AUDUSD and NZDUSD are rising for a third straight day, supported by China’s stimulus signals and mostly positive data from Australia and New Zealand. However, a broadly cautious market mood ahead of this week’s major events is slowing their upward momentum. Meanwhile, USDCAD holds steady after ending a five-day winning streak, as Canada-China trade talks and a rebound in WTI crude oil—Canada’s key export—limit further gains. The crude rally is also supported by OPEC+ delivering a smaller-than-expected output increase.
Gold extends its rally for a third straight day, hitting a new all-time high near $3,657. The gains are driven by a weaker U.S. Dollar, safe-haven demand amid global trade and political uncertainty, and growing bets on a dovish Federal Reserve. Concerns over Fed independence and rising U.S. political tensions further boost gold’s momentum, especially after last week’s breakout above a key multi-month resistance, now support around $3,490.
Meanwhile, WTI crude oil continues its recovery from a three-week low, also rising for a second day. The rebound is supported by OPEC+’s modest October output increase, seen as low compared to previous months, technical support near $61.50, and stronger demand from U.S. gas refineries.
Broad market optimism continues to lift riskier assets like cryptocurrencies and equities, especially with support from pro-industry developments. In crypto, growing interest in stablecoins and increased use by corporate treasuries helped Bitcoin (BTC) and Ethereum (ETH) stay firm on Monday, though they showed limited momentum early Tuesday.
In equities, tech stocks like Broadcom fueled the Nasdaq’s climb to another record high ahead of today’s Apple event and Oracle’s earnings. The Dow Jones and S&P 500 also edged higher, supported by dovish Fed expectations, though their gains remain more muted.
Looking ahead, key events like Apple’s product launch, Oracle’s earnings, and the annual Bureau of Labor Statistics (BLS) revision of Nonfarm Payrolls (NFP) could drive market momentum. While current conditions support a risk-on mood and continue to pressure the U.S. Dollar, any negative surprises may trigger a sharp reaction, especially as the dollar seeks to recover from recent losses.
Markets will also stay alert to other risk catalysts such as President Trump’s tariff announcements, his ongoing legal battles, and developments in Ukraine-Russia and Gaza.

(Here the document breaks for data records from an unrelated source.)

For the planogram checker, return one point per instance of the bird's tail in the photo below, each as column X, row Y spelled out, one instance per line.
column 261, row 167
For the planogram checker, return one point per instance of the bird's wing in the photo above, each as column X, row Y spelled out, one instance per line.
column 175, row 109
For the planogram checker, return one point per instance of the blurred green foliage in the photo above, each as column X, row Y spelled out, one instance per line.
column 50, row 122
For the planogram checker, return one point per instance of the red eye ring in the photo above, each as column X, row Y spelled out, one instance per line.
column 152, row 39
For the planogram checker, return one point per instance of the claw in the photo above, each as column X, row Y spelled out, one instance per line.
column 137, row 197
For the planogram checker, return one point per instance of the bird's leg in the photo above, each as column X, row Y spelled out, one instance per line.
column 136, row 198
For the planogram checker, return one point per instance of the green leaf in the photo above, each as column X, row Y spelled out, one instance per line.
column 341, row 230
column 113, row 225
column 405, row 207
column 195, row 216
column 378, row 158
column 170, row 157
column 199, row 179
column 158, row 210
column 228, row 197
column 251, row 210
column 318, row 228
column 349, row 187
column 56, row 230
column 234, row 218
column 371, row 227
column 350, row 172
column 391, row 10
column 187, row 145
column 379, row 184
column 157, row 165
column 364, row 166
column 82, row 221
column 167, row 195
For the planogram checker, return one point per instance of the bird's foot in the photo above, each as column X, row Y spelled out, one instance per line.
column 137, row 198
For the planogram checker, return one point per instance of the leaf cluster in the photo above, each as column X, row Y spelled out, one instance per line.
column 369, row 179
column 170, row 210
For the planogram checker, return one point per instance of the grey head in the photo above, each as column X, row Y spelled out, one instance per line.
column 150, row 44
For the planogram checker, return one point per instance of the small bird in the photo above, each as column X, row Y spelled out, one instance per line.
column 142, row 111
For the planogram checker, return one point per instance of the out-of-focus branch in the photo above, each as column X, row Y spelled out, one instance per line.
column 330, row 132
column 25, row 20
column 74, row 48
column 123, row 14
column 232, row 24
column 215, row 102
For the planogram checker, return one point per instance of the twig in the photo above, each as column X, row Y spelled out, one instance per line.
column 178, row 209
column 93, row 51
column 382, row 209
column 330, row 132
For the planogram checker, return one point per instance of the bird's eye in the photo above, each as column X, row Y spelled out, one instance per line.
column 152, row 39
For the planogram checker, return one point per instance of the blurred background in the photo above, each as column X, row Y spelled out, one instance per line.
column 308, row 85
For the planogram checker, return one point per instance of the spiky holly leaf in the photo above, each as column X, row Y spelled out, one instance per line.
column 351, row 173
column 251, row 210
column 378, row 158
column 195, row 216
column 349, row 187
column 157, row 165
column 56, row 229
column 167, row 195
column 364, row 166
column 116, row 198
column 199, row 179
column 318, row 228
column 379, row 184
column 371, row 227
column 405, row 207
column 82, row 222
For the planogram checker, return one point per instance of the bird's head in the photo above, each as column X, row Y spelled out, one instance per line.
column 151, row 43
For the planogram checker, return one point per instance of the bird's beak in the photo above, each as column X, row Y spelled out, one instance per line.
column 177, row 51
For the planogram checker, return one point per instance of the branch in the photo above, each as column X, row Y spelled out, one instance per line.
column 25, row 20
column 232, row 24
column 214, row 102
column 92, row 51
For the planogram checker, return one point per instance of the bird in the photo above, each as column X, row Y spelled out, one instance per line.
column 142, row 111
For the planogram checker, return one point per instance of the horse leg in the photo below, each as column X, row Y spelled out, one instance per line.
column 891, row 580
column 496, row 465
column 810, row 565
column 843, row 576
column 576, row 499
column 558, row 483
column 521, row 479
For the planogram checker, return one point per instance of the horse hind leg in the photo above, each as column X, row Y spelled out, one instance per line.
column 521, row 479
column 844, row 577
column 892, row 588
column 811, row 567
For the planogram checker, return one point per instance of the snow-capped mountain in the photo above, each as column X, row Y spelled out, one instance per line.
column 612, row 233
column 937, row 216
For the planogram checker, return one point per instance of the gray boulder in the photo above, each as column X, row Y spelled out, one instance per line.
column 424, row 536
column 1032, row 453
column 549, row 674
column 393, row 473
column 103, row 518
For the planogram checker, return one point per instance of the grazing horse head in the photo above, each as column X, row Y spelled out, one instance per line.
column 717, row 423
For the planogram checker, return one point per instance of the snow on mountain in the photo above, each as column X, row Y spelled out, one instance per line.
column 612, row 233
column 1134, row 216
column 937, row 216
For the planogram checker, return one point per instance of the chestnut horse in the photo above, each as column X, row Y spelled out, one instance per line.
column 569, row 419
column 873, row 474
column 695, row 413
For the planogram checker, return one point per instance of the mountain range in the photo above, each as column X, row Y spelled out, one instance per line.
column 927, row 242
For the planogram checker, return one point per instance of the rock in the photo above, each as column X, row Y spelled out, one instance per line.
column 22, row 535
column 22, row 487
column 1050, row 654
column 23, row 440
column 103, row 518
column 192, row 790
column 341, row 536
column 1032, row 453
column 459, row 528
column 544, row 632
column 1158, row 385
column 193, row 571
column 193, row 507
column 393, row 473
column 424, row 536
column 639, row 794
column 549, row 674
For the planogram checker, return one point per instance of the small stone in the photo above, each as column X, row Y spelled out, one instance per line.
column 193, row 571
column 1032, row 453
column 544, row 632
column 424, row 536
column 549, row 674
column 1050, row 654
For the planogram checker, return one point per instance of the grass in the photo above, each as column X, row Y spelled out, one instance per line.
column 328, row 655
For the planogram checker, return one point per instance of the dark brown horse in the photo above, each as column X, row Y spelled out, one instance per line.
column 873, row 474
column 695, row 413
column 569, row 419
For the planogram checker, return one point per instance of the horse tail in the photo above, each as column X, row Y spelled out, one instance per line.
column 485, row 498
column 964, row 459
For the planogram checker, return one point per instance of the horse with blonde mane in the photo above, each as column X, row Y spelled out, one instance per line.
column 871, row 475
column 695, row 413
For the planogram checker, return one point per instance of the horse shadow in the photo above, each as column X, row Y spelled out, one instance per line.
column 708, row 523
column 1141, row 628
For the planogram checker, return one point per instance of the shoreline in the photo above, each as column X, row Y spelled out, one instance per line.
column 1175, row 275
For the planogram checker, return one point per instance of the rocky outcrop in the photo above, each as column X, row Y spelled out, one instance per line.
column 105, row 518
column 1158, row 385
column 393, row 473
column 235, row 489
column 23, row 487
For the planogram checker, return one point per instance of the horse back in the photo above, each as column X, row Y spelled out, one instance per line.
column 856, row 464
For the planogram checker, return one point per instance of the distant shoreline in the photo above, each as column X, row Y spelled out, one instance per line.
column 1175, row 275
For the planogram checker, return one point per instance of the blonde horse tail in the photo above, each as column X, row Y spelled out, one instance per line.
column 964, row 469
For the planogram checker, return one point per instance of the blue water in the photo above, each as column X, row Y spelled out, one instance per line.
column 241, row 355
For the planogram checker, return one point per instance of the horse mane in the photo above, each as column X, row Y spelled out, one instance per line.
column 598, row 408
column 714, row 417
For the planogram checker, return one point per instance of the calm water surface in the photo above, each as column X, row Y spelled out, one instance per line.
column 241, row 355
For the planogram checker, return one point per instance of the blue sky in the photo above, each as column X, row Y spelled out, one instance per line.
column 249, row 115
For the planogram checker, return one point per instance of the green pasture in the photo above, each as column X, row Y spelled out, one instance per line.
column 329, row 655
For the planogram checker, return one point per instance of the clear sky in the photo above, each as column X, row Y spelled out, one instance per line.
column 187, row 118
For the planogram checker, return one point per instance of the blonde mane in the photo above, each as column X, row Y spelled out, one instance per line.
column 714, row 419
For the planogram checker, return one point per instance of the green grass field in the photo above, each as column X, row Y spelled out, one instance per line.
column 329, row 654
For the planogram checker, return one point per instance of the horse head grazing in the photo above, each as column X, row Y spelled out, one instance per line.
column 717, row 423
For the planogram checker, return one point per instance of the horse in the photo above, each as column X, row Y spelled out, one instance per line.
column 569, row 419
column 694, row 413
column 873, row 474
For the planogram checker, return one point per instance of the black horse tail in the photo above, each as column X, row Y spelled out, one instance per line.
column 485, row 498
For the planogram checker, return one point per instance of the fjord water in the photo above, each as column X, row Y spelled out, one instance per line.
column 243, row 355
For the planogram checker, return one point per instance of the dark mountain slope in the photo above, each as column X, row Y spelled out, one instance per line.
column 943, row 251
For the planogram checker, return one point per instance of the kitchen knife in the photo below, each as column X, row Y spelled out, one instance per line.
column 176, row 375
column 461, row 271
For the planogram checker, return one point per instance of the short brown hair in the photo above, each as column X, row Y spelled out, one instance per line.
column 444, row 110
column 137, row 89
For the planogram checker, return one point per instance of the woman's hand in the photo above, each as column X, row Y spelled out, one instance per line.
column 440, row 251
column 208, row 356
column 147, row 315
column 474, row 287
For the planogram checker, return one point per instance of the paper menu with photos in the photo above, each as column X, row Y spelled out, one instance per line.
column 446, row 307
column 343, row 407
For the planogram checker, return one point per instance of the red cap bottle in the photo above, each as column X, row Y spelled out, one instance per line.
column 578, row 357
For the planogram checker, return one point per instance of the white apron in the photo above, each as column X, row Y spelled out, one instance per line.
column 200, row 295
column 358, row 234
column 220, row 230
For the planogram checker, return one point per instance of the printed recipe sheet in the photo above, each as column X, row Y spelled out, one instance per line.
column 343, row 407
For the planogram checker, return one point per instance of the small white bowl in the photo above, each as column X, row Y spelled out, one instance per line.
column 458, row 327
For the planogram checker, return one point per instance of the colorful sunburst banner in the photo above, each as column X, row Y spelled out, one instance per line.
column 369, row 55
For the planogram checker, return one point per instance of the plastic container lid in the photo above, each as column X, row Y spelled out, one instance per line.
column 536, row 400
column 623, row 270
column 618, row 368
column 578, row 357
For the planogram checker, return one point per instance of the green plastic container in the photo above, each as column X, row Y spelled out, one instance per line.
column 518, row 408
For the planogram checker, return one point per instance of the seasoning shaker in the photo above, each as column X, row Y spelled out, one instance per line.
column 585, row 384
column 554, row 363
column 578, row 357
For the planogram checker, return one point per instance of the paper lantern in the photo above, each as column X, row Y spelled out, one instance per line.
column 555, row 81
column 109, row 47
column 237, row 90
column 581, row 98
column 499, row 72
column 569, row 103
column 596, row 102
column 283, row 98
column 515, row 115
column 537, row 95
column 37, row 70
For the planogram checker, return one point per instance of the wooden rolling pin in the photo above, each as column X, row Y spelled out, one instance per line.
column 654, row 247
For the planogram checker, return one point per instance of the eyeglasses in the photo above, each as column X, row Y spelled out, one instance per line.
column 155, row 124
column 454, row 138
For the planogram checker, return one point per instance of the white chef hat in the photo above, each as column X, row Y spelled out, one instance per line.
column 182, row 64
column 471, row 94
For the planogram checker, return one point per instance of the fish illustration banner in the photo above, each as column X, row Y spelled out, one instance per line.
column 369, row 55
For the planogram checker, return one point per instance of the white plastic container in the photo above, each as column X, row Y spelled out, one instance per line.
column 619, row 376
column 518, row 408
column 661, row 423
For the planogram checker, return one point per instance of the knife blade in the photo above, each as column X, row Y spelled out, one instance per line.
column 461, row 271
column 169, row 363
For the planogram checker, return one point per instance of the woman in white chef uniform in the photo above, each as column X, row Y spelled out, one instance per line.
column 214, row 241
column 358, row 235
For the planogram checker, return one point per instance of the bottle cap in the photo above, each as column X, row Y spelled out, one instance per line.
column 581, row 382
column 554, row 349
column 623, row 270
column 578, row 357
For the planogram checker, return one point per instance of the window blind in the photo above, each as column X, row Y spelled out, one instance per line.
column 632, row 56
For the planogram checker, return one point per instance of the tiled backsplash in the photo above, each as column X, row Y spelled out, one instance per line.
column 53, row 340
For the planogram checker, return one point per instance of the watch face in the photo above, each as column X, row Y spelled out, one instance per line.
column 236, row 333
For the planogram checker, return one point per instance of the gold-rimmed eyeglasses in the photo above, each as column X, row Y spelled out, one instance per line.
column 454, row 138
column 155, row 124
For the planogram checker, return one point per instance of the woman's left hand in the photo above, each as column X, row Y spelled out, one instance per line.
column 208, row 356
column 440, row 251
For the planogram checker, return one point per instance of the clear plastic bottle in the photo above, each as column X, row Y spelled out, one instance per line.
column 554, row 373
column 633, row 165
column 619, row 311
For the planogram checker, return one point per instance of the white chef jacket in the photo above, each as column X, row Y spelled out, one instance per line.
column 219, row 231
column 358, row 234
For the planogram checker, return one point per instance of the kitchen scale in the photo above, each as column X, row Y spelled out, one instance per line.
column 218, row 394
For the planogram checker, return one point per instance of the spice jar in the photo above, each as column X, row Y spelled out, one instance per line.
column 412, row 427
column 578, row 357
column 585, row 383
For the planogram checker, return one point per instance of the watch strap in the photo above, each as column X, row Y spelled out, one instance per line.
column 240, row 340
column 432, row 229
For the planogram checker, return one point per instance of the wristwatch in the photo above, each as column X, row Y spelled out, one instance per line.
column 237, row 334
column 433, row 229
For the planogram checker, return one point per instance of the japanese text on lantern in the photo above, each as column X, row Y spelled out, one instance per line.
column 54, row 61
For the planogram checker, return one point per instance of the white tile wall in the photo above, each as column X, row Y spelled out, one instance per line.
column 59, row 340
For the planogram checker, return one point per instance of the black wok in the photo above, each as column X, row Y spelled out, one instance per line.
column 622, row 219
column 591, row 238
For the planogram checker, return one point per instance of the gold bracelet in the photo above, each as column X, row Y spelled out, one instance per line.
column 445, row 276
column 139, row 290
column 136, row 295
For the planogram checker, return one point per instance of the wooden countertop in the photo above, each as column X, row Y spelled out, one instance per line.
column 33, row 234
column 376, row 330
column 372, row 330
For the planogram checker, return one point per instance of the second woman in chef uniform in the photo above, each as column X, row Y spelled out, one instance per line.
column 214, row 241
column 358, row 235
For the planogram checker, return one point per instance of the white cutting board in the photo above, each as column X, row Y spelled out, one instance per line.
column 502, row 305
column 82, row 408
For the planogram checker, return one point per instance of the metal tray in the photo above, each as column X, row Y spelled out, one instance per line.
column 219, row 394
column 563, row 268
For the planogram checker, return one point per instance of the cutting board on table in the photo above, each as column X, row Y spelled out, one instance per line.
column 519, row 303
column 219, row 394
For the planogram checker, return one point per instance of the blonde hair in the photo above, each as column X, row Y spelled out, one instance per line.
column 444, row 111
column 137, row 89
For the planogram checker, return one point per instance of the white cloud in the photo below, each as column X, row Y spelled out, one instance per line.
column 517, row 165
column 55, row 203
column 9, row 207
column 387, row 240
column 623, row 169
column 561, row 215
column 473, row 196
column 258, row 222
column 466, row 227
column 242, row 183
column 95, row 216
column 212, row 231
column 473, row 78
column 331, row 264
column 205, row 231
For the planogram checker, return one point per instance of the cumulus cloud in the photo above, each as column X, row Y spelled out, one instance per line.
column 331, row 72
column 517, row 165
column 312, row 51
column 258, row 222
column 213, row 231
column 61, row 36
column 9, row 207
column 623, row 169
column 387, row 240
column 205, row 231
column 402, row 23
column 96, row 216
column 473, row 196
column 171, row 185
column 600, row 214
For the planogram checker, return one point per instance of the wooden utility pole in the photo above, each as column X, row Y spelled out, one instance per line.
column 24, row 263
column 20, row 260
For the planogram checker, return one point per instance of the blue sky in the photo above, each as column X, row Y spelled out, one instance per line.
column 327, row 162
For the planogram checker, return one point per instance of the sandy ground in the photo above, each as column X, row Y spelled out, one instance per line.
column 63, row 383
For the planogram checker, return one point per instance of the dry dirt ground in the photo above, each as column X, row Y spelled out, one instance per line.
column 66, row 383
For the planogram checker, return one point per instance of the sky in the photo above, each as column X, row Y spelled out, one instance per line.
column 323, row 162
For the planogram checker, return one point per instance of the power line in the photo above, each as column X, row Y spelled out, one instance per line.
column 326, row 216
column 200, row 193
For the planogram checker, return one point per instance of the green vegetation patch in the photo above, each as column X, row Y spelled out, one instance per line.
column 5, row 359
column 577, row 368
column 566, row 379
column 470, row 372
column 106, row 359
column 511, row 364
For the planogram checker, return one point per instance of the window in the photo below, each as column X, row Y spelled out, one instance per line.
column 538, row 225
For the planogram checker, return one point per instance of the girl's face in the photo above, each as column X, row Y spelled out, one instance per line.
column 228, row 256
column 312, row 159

Traders are already positioning for Wednesday’s U.S. Producer Price Index (PPI) and Thursday’s Consumer Price Index (CPI), which could keep the current trend intact and weigh further on the dollar.
This environment may help USDJPY stay under pressure, though other major currencies could struggle due to their own mixed fundamentals. Gold is likely to hold firm, but crude oil and cryptocurrencies could face pullbacks if risk sentiment shifts.